Yvan Allaire connaît bien Bombardier. Engagé d’abord comme conseiller en 1985, il a été vice-président exécutif du fleuron québécois de 1996 à 2001, où il était près du dossier du CRJ. En entretien avec La Presse, M. Allaire a évoqué la fin d’une « grande aventure » et a souligné le manque d’intérêt d’Ottawa pour sauver l’industrie.

Est-ce que l’annonce d’hier est une bonne nouvelle pour Bombardier ?

C’est une bonne nouvelle pour Bombardier. Son avenir dans le domaine de l’aviation commerciale était clairement menacé après le transfert de la C Series. Après avoir vendu le Q400 et maintenant le CRJ, essentiellement, Bombardier n’est plus dans l’aviation commerciale.

Est-ce la fin d’une époque ?

C’est sans aucun doute la fin d’une époque. C’était une grande aventure. Le CRJ était vu comme un pari audacieux, presque autant que la C Series. Un pari qui a réussi merveilleusement.

Tranquillement, on est passés à des 70 places, puis à des 90 places. La marché a atteint sa maturité. Bombardier cherchait la phase suivante et a misé sur la C Series. C’est un pari qui s’est avéré hasardeux et qui ne s’est pas bien terminé.

C’était à l’époque où l’on pensait que le Canada pouvait jouer un rôle dans l’aviation internationale commerciale, mais le pays n’a pas eu la volonté d’appuyer l’industrie. C’est très exigeant des gouvernements et il n’y a pas eu de consensus national à ce niveau.

Est-ce un manque de soutien du gouvernement qui est en cause ?

Le gouvernement provincial a fait ce qu’il avait à faire avec les ressources qu’il avait. Le gouvernement fédéral a été assez hésitant et, finalement, n’a pas abouti à grand-chose.

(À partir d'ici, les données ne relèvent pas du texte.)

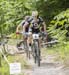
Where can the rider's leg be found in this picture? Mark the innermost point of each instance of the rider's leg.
(29, 40)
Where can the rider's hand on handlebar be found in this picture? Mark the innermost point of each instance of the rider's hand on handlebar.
(17, 33)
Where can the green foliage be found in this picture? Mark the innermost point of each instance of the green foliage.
(11, 13)
(59, 26)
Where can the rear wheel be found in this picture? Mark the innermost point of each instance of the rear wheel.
(37, 53)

Contrairement à l’industrie automobile, pour laquelle un soutien implacable a été accompagné des ressources financières nécessaires, il n’y avait pas de volonté du fédéral de faire survivre l’industrie de l’aviation commerciale au pays.

Est-ce que ç’aurait pu être différent ?

Il y avait une volonté affirmée d’Airbus et de Boeing de bloquer le chemin à un troisième concurrent dans les gros porteurs. Ç’aurait été une partie difficile, sans garantie de victoire, mais si le gouvernement avait mis les ressources nécessaires, les perspectives auraient été meilleures. C’est difficile de refaire à rebours l’histoire, mais rappelons-nous que dans les derniers milles, le gouvernement fédéral n’a accouché de rien.

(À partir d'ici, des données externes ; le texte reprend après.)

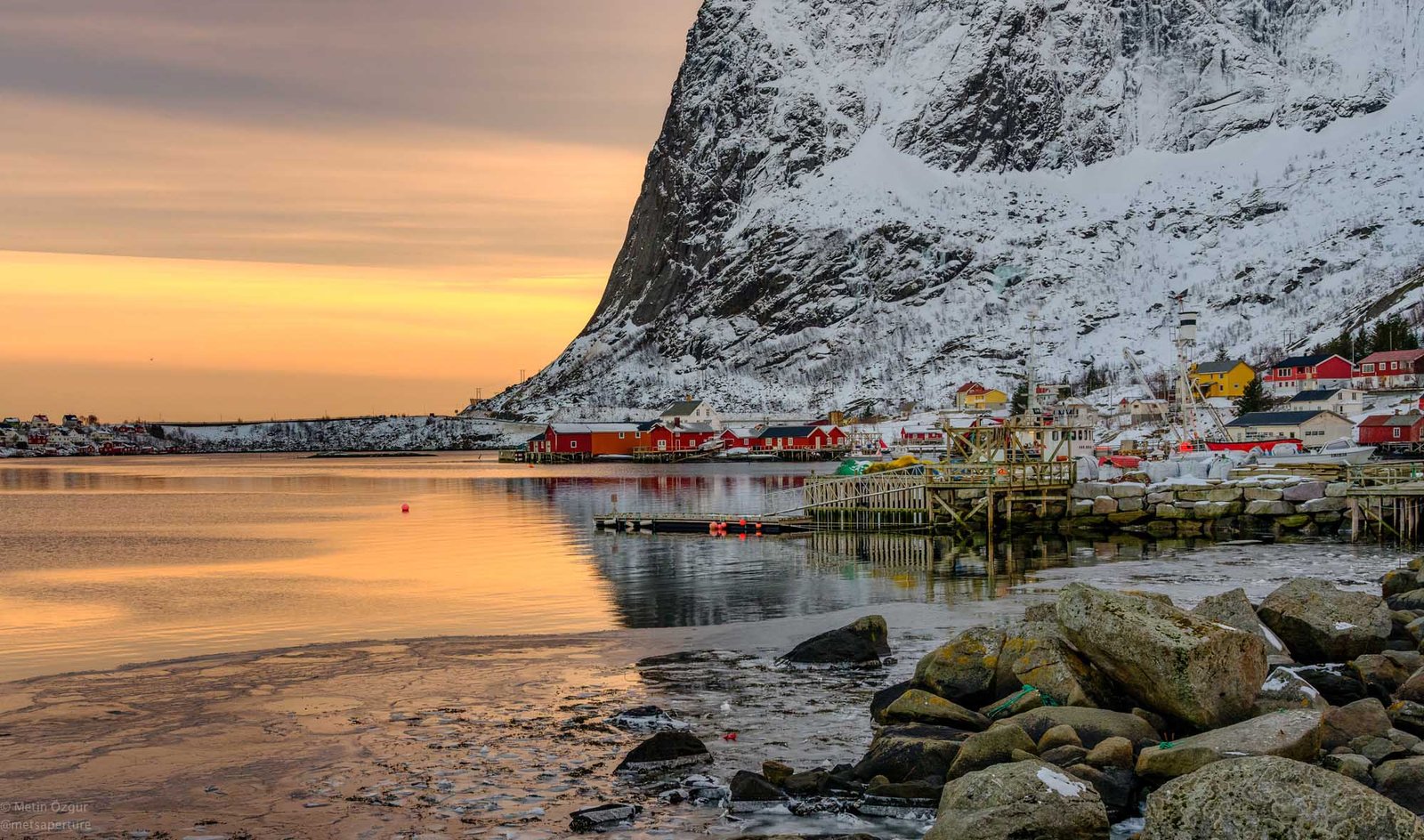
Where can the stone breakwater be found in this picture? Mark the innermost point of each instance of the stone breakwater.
(1120, 715)
(1210, 507)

Est-ce que la transaction avec Airbus annonçait le retrait définitif de Bombardier du commercial ?

C’était écrit dans le ciel que Bombardier se retirait de l’aviation commerciale pour se concentrer sur les avions d’affaires, un énorme marché dans lequel Bombardier est un joueur de premier plan.

Cinq cent cinquante millions, est-ce une bonne affaire ?

Tout est relatif. On dit que les CRJ 50 et 70 perdaient de l’argent. Dans ce temps-là, on vend la valeur d’un avion homologué. Un avion homologué pour les États-Unis et l’Europe, ça a une grande valeur. Cinq cent cinquante millions est un montant substantiel pour acheter un avion, son homologation en particulier. 

Mitsubishi a-t-elle acheté un bateau qui coule ?

Non. Mitsubishi a décidé d’être un joueur dans les avions régionaux. Ils se créent une flotte en Amérique du Nord avec des appareils homologués. Ils n’achètent pas un bateau qui coule, mais un produit qui est à maturité en Amérique du Nord et jusqu’à un certain point en Europe. 

Qu’en est-il des emplois au Québec ?

Il est bien possible qu’à moyen terme, il y ait des pertes d’emplois. L’assemblage d’avions CRJ se fait encore ici. Puisque le volume de ventes n’est pas très grand, le nombre d’emplois est assez modeste. Il faudra plutôt regarder du côté d’Airbus, des décisions qu’elle prendra avec la C Series et des nombreux emplois qui y sont associés. 

Que représentait le CRJ à l’époque où vous étiez en poste ?

C’était un grand défi. Beaucoup d’experts ne croyaient pas qu’il y avait de la place pour un jet dans ce marché. Ce fut une période très stressante, mais éventuellement couronnée d’un grand succès. C’était une période enthousiasmante et emballante. 

Êtes-vous nostalgique ?

C’était certainement de grandes années. Comme Canadien et Québécois, je regrette que le Canada et le Québec n’abritent plus de fabricants d’avions commerciaux. 

Y a-t-il un retour au commercial envisageable pour Bombardier ?

Je ne crois pas. Une fois les appareils vendus, c’est très difficile de revenir en arrière. Bombardier n’avait pas le choix de faire la transaction avec Airbus. C’était la seule issue.